The gap between rich and poor exists not only in the UK but in many other nations, including developing countries. Some research has identified the existence of an elite who have a different lifestyle from the majority of the population. For example, in Great Britain, 1% of citizens contribute 20% of international flights. The rich often have expensive cars, own several houses, consume a lot of meat and imported foods, and buy unsustainable goods. Conversely, the less well-off tend to they don’t go too far from their homes, they use public transport and buy few luxuries.
A growing problem
The report focuses on the UK, but the problem is similar in many parts of the world.

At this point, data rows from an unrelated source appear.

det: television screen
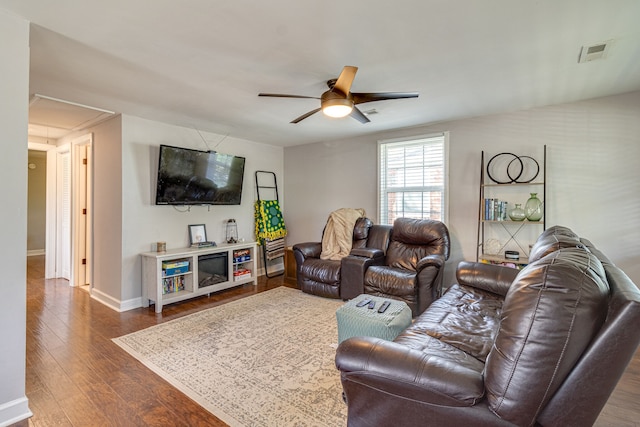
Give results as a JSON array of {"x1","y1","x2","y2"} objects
[{"x1": 156, "y1": 145, "x2": 245, "y2": 205}]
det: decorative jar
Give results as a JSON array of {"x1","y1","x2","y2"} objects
[
  {"x1": 509, "y1": 203, "x2": 527, "y2": 221},
  {"x1": 227, "y1": 218, "x2": 238, "y2": 243},
  {"x1": 524, "y1": 193, "x2": 542, "y2": 221}
]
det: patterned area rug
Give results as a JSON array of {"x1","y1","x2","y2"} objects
[{"x1": 113, "y1": 287, "x2": 347, "y2": 426}]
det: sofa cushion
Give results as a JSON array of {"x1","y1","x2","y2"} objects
[
  {"x1": 485, "y1": 246, "x2": 609, "y2": 425},
  {"x1": 300, "y1": 258, "x2": 340, "y2": 286},
  {"x1": 364, "y1": 265, "x2": 417, "y2": 301},
  {"x1": 529, "y1": 225, "x2": 581, "y2": 263},
  {"x1": 397, "y1": 284, "x2": 503, "y2": 362},
  {"x1": 386, "y1": 218, "x2": 449, "y2": 271}
]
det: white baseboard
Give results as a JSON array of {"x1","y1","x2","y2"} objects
[
  {"x1": 91, "y1": 288, "x2": 142, "y2": 313},
  {"x1": 0, "y1": 396, "x2": 33, "y2": 427}
]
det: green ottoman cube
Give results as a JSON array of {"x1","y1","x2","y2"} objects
[{"x1": 336, "y1": 294, "x2": 411, "y2": 343}]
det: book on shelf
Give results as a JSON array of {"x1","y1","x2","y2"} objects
[
  {"x1": 233, "y1": 268, "x2": 251, "y2": 282},
  {"x1": 162, "y1": 276, "x2": 184, "y2": 295},
  {"x1": 484, "y1": 198, "x2": 509, "y2": 221},
  {"x1": 162, "y1": 261, "x2": 189, "y2": 276}
]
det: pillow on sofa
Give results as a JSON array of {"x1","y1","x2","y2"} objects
[{"x1": 484, "y1": 246, "x2": 609, "y2": 425}]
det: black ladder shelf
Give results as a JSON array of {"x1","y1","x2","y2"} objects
[{"x1": 255, "y1": 170, "x2": 284, "y2": 279}]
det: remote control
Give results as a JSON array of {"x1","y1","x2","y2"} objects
[{"x1": 378, "y1": 301, "x2": 391, "y2": 313}]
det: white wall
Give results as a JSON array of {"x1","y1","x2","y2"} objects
[
  {"x1": 284, "y1": 92, "x2": 640, "y2": 290},
  {"x1": 119, "y1": 116, "x2": 286, "y2": 307},
  {"x1": 0, "y1": 10, "x2": 31, "y2": 425},
  {"x1": 90, "y1": 116, "x2": 124, "y2": 310}
]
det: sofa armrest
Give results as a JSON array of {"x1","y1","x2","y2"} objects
[
  {"x1": 335, "y1": 337, "x2": 484, "y2": 406},
  {"x1": 456, "y1": 261, "x2": 519, "y2": 296},
  {"x1": 293, "y1": 242, "x2": 322, "y2": 264},
  {"x1": 416, "y1": 254, "x2": 445, "y2": 272},
  {"x1": 349, "y1": 248, "x2": 384, "y2": 260},
  {"x1": 340, "y1": 252, "x2": 384, "y2": 301}
]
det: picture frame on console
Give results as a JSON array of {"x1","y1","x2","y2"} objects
[{"x1": 189, "y1": 224, "x2": 208, "y2": 246}]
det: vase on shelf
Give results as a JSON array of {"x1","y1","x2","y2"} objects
[
  {"x1": 524, "y1": 193, "x2": 542, "y2": 221},
  {"x1": 509, "y1": 203, "x2": 527, "y2": 221}
]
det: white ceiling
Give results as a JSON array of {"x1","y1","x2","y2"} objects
[{"x1": 0, "y1": 0, "x2": 640, "y2": 146}]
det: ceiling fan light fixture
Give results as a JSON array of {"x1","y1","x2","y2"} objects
[{"x1": 322, "y1": 98, "x2": 353, "y2": 117}]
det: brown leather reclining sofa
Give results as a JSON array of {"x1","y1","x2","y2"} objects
[{"x1": 336, "y1": 226, "x2": 640, "y2": 426}]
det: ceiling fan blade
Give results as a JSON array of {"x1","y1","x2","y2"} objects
[
  {"x1": 258, "y1": 93, "x2": 320, "y2": 99},
  {"x1": 290, "y1": 108, "x2": 320, "y2": 123},
  {"x1": 333, "y1": 65, "x2": 358, "y2": 95},
  {"x1": 351, "y1": 106, "x2": 371, "y2": 123},
  {"x1": 351, "y1": 92, "x2": 418, "y2": 104}
]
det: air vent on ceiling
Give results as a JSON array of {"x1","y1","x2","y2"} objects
[{"x1": 578, "y1": 41, "x2": 611, "y2": 64}]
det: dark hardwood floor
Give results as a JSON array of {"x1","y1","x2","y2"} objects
[{"x1": 14, "y1": 257, "x2": 640, "y2": 427}]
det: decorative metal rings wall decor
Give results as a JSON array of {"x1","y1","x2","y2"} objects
[{"x1": 487, "y1": 153, "x2": 540, "y2": 184}]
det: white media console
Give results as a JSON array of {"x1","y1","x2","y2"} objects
[{"x1": 141, "y1": 242, "x2": 258, "y2": 313}]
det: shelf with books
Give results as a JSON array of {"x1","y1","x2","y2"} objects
[
  {"x1": 476, "y1": 146, "x2": 547, "y2": 267},
  {"x1": 141, "y1": 242, "x2": 258, "y2": 313}
]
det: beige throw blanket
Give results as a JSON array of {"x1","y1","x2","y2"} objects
[{"x1": 320, "y1": 208, "x2": 366, "y2": 260}]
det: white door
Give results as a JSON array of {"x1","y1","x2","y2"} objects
[
  {"x1": 71, "y1": 134, "x2": 92, "y2": 286},
  {"x1": 55, "y1": 148, "x2": 71, "y2": 280}
]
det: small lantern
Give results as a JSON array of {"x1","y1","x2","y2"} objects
[{"x1": 227, "y1": 218, "x2": 238, "y2": 243}]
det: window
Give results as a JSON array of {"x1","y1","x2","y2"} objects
[{"x1": 378, "y1": 133, "x2": 448, "y2": 225}]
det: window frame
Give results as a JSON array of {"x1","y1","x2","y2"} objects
[{"x1": 376, "y1": 132, "x2": 449, "y2": 225}]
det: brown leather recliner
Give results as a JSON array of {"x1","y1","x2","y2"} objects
[
  {"x1": 336, "y1": 226, "x2": 640, "y2": 427},
  {"x1": 364, "y1": 218, "x2": 450, "y2": 317},
  {"x1": 293, "y1": 217, "x2": 373, "y2": 300}
]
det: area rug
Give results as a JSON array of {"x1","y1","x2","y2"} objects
[{"x1": 113, "y1": 287, "x2": 347, "y2": 426}]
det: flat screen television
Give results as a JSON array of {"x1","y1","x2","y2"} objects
[{"x1": 156, "y1": 145, "x2": 245, "y2": 205}]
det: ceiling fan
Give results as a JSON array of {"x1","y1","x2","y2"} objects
[{"x1": 258, "y1": 65, "x2": 418, "y2": 123}]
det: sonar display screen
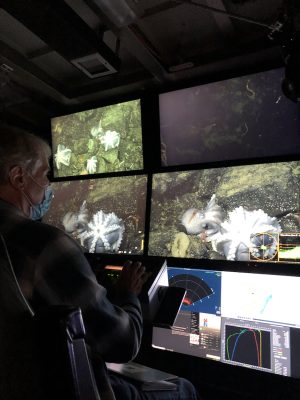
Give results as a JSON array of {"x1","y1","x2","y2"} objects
[
  {"x1": 152, "y1": 262, "x2": 300, "y2": 378},
  {"x1": 51, "y1": 100, "x2": 143, "y2": 177},
  {"x1": 43, "y1": 175, "x2": 147, "y2": 254},
  {"x1": 149, "y1": 161, "x2": 300, "y2": 263}
]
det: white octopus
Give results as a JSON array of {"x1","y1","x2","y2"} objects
[
  {"x1": 79, "y1": 210, "x2": 125, "y2": 253},
  {"x1": 86, "y1": 156, "x2": 98, "y2": 174},
  {"x1": 181, "y1": 195, "x2": 281, "y2": 261},
  {"x1": 99, "y1": 131, "x2": 120, "y2": 151},
  {"x1": 54, "y1": 144, "x2": 72, "y2": 169}
]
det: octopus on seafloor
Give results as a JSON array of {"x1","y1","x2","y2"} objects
[
  {"x1": 54, "y1": 144, "x2": 72, "y2": 169},
  {"x1": 86, "y1": 156, "x2": 98, "y2": 174},
  {"x1": 62, "y1": 201, "x2": 125, "y2": 253},
  {"x1": 99, "y1": 131, "x2": 120, "y2": 151},
  {"x1": 181, "y1": 195, "x2": 281, "y2": 261}
]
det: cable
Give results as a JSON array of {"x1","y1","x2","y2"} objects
[
  {"x1": 0, "y1": 233, "x2": 34, "y2": 316},
  {"x1": 175, "y1": 0, "x2": 282, "y2": 31}
]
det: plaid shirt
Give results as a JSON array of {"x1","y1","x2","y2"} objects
[{"x1": 0, "y1": 200, "x2": 142, "y2": 362}]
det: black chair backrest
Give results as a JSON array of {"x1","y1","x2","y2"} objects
[{"x1": 0, "y1": 234, "x2": 100, "y2": 400}]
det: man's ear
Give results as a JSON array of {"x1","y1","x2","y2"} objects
[{"x1": 9, "y1": 165, "x2": 25, "y2": 190}]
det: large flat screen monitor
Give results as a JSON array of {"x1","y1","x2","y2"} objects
[
  {"x1": 148, "y1": 161, "x2": 300, "y2": 263},
  {"x1": 159, "y1": 68, "x2": 300, "y2": 165},
  {"x1": 51, "y1": 99, "x2": 143, "y2": 177},
  {"x1": 152, "y1": 262, "x2": 300, "y2": 378},
  {"x1": 43, "y1": 175, "x2": 147, "y2": 254}
]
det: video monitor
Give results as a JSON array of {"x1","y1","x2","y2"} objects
[
  {"x1": 159, "y1": 68, "x2": 300, "y2": 166},
  {"x1": 51, "y1": 99, "x2": 143, "y2": 177},
  {"x1": 148, "y1": 161, "x2": 300, "y2": 263},
  {"x1": 43, "y1": 175, "x2": 147, "y2": 254},
  {"x1": 152, "y1": 262, "x2": 300, "y2": 378}
]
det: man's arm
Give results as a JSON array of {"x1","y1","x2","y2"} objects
[{"x1": 34, "y1": 234, "x2": 144, "y2": 362}]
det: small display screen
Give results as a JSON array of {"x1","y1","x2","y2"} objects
[
  {"x1": 43, "y1": 175, "x2": 147, "y2": 254},
  {"x1": 149, "y1": 161, "x2": 300, "y2": 263},
  {"x1": 51, "y1": 100, "x2": 143, "y2": 177}
]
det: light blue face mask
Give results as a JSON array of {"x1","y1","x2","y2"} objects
[{"x1": 30, "y1": 186, "x2": 53, "y2": 221}]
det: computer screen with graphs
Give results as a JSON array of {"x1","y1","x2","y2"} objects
[{"x1": 152, "y1": 264, "x2": 300, "y2": 378}]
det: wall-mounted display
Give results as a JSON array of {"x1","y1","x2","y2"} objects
[
  {"x1": 43, "y1": 175, "x2": 147, "y2": 254},
  {"x1": 159, "y1": 68, "x2": 300, "y2": 166},
  {"x1": 149, "y1": 161, "x2": 300, "y2": 263},
  {"x1": 51, "y1": 99, "x2": 143, "y2": 177}
]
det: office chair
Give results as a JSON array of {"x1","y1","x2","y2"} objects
[{"x1": 0, "y1": 234, "x2": 106, "y2": 400}]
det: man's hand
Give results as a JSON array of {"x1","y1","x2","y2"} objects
[{"x1": 117, "y1": 261, "x2": 151, "y2": 295}]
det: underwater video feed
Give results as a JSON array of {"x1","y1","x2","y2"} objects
[
  {"x1": 159, "y1": 68, "x2": 300, "y2": 166},
  {"x1": 148, "y1": 161, "x2": 300, "y2": 263},
  {"x1": 43, "y1": 175, "x2": 147, "y2": 254},
  {"x1": 51, "y1": 99, "x2": 143, "y2": 177}
]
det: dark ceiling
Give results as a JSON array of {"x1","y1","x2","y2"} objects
[{"x1": 0, "y1": 0, "x2": 298, "y2": 131}]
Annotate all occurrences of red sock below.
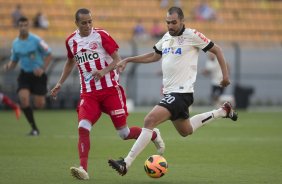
[125,126,157,140]
[2,95,17,109]
[78,127,90,171]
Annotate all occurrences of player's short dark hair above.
[167,6,184,20]
[75,8,91,22]
[17,16,28,25]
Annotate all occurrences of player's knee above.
[178,131,193,137]
[144,114,156,126]
[117,127,130,140]
[78,119,92,132]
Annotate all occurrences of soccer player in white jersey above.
[108,7,237,176]
[50,8,165,180]
[202,52,229,107]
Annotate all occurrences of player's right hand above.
[50,83,62,100]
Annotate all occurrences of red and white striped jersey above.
[66,28,119,93]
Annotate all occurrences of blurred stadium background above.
[0,0,282,109]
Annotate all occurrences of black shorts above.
[158,93,194,121]
[17,70,47,95]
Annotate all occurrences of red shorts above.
[77,86,128,128]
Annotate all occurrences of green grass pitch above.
[0,110,282,184]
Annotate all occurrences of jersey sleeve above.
[98,30,119,55]
[65,39,74,59]
[153,35,164,55]
[10,43,19,62]
[191,30,214,52]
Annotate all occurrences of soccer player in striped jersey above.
[50,8,165,180]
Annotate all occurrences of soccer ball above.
[144,155,168,178]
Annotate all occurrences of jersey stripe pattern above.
[66,28,119,93]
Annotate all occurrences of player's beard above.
[168,25,183,36]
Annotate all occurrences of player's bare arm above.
[92,51,121,81]
[209,44,230,87]
[50,58,75,99]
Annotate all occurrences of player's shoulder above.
[66,30,77,42]
[29,33,41,41]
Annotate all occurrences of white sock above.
[190,108,226,132]
[124,128,153,168]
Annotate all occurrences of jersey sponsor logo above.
[194,31,209,43]
[89,42,98,50]
[84,73,93,83]
[111,109,125,115]
[39,40,49,51]
[75,51,99,64]
[162,47,182,55]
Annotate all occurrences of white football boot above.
[70,166,89,180]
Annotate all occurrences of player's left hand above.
[220,79,230,87]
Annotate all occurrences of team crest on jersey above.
[177,36,184,45]
[89,42,98,50]
[162,47,182,55]
[75,50,99,64]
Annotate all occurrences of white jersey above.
[205,58,222,86]
[154,28,214,94]
[66,29,119,93]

A growing number of studies show that there is a “polluting elite” whose lifestyles bear little relation to those of most people. This is true in both developed and developing countrieswhere the poorest are responsible for a small amount of greenhouse gas emissions.
Because the rich pollute more
Driving big and expensive cars, owning multiple houses in different places and moving from one to another often, flying between different countries, eating a diet high in meat, and buying more clothes and imported goods are some of the reasons why the rich generate more emissions. Poorer people tend to stay closer to home and use public transport mostly.
Measures against climate change linked to pollution
This data demonstrates that a handful of people are overcontributing to climate change, but it also highlights that some quick steps can be taken to reduce our global greenhouse gas emissions. For example, one carbon tax.
What is the carbon tax
The carbon tax is by no means a new idea – in fact, it is a type of tax that has already been applied to various forms of pollution. The idea behind it is simple: when your business produces a negative external effect, you should account for it in the form of a tax. In this case, greenhouse gas emissions are a negative externality.
A carbon tax only for the richest in the world
According to Autonomy, a carbon tax on top earners could dramatically change these figures e raise $126 billion in cumulative tax revenue, if the price was in line with the Swedish government’s price of $115 per tonne. The Swedish government introduced a carbon tax in 1991, one of the first countries to do so.
An opportunity linked to the carbon tax
According to the report, these funding could have been used to reduce UK dependence on oil and coal to zero and reduce dependence on gas by 50%. It would also have increased UK grid capacity by 89GW with solar, wind and additional generation, as well as supporting over seven million UK homes to retrofit and increase their energy efficiency. In essence, this would be a decisive step for efforts to reduce climate change.